Ouri Jallow starb sehr, sehr langsam. Minutenlang rüttelte er an seinen Hand- und Fußfesseln, um der Feuerhölle im Dessauer Polizeirevier zu entkommen. Die Matte unter seinem an vier Punkten fixierten Körper stand in Flammen, aus eigener Kraft war eine Rettung unmöglich. Bei Temperaturen von bis zu 330 Grad Celsius erlitt der Afrikaner aus Sierra Leone einen tödlichen Hitzeschock.

Der Fall ereignete sich im Januar im sachsen-anhaltinischen Dessau. Inzwischen ist sich die Staatsanwaltschaft sicher, dass das Opfer die Matte selbst anzündete - aber der dramatische Ausgang durchaus zu verhindern gewesen wäre. Gegen den Dienstgruppenleiter des Reviers wurde Anklage wegen Körperverletzung mit Todesfolge erhoben, weil er den Brand zu spät bemerkt hatte. Einem Beamten wird fahrlässige Tötung vorgeworfen - er soll ein Feuerzeug bei Jallow übersehen haben.

Doch mit der Anklage gegen die zwei Polizisten sind längst nicht alle Merkwürdigkeiten geklärt, die sich um den Fall ranken. Bei einer zweiten Obduktion des Leichnams im Auftrag der Angehörigen fand der Frankfurter Gerichtsmediziner Hansjürgen Bratzke bei einer computertomografischen Durchleuchtung einen zuvor nicht entdeckten Bruch des Nasenbeins.
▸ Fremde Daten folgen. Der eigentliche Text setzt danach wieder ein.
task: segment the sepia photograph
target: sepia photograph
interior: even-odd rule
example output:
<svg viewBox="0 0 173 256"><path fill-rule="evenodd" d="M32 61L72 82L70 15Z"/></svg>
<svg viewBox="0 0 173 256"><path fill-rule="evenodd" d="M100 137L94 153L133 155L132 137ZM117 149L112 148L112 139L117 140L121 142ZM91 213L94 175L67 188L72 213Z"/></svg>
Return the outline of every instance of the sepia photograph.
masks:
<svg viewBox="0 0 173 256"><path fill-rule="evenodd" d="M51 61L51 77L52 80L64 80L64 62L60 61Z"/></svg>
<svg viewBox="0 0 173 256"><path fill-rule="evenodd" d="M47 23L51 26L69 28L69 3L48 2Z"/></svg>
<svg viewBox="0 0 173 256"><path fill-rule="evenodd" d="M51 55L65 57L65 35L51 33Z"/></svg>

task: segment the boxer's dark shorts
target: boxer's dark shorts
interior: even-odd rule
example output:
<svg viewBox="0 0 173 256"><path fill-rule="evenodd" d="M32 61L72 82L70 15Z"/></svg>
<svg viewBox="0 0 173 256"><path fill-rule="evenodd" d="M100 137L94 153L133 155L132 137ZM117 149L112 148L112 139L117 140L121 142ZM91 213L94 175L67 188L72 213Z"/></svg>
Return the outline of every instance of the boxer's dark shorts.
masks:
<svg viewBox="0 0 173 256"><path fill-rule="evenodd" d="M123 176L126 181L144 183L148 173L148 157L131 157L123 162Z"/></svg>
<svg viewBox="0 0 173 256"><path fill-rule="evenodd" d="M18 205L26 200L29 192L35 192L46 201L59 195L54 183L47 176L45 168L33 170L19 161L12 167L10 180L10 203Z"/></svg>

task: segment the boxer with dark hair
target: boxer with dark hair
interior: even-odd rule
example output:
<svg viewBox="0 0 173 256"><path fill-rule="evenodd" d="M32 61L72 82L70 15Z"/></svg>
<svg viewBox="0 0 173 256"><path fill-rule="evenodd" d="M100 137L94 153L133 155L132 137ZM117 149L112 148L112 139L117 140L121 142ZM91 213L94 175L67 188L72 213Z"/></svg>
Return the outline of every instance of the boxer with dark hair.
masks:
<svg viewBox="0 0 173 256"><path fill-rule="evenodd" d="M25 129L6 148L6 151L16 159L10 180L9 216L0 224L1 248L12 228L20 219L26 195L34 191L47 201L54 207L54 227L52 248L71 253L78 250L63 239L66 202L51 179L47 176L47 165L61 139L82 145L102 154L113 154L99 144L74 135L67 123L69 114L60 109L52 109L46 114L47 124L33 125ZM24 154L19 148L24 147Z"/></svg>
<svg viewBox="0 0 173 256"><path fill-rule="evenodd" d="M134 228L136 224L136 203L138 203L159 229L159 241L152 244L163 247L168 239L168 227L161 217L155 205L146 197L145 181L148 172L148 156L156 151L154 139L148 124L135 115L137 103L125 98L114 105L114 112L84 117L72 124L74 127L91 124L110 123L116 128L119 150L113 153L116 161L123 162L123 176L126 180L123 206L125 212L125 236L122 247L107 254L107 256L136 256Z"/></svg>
Es war, so viel ist sicher, kein alter Bruch. Dem Mediziner fielen auch die zerstörten Trommelfelle des Afrikaners und Einbrüche an den Siebbeinplatten der Nase auf. Die Verletzungen könnten jedoch von der ersten Obduktion stammen.

Jallow hatte sich bei seiner Einlieferung erheblich gewehrt. Der Afrikaner, der schon mehrfach wegen Drogendelikten aufgegriffen worden war, sei auf der Wache mit dem Kopf gegen Wand und Tisch geschlagen, berichten die Polizisten. Ein angeforderter Arzt erkannte jedoch keine Fraktur, wobei er den Mann - der Frauen im Park betrunken belästigt haben soll - wohl nur oberflächlich ansah.

Weil Jallow - mit 2,98 Promille Alkohol und Spuren von Cannabis und Kokain im Blut - zunehmend aggressiv wurde, war die Untersuchung schwierig. Der Arzt legte fest, dass der Gefangene im Gewahrsam fixiert bleiben sollte, damit er sich nicht verletze. Für die Berliner Anwältin Regina Götz ein Unding: "Ouri Jallow hätte in diesem Zustand nicht gefesselt werden dürfen. Die Untersuchung war viel zu oberflächlich."

Den Ermittlern fiel der Arzt auch auf - als sie den mitgeschnittenen Telefonverkehr der Wache an jenem Tag abhörten. Es ist der Anruf, mit dem der Neurologe zum Revier beordert wurde.

Polizei: "Wir bräuchten dich mal."

Arzt: "Was haste denn?"

Polizei: "Na, eine Blutentnahme."

Arzt: "Na, dann mach ich das."

Polizei: "Ja, pikste mal 'nen Schwarzafrikaner."

Arzt: "Ach du Scheiße."

Polizei: Lachen.

Arzt: "Da finde ich immer keine Vene bei den Dunkelhäutigen."

Polizei: "Na, bring doch 'ne Spezialkanüle mit."

Arzt: "Mach ich."

Es gibt einen zweiten, ähnlich schaurigen Mitschnitt von diesem Tag aus der Wache. Da hatte sich gerade herumgesprochen, dass im Zellentrakt etwas nicht stimmt und die Rettungsdienste alarmiert wurden:

"Hat er sich aufgehangen, oder was?"

"Nee, da brennt's."

"Wieso?"

"Weiß ich nicht. Die sind da runtergekommen, da war alles schwarzer Qualm."

"Ja, ich hätte fast gesagt gut. Alles klar, schönes Wochenende, ciao, ciao."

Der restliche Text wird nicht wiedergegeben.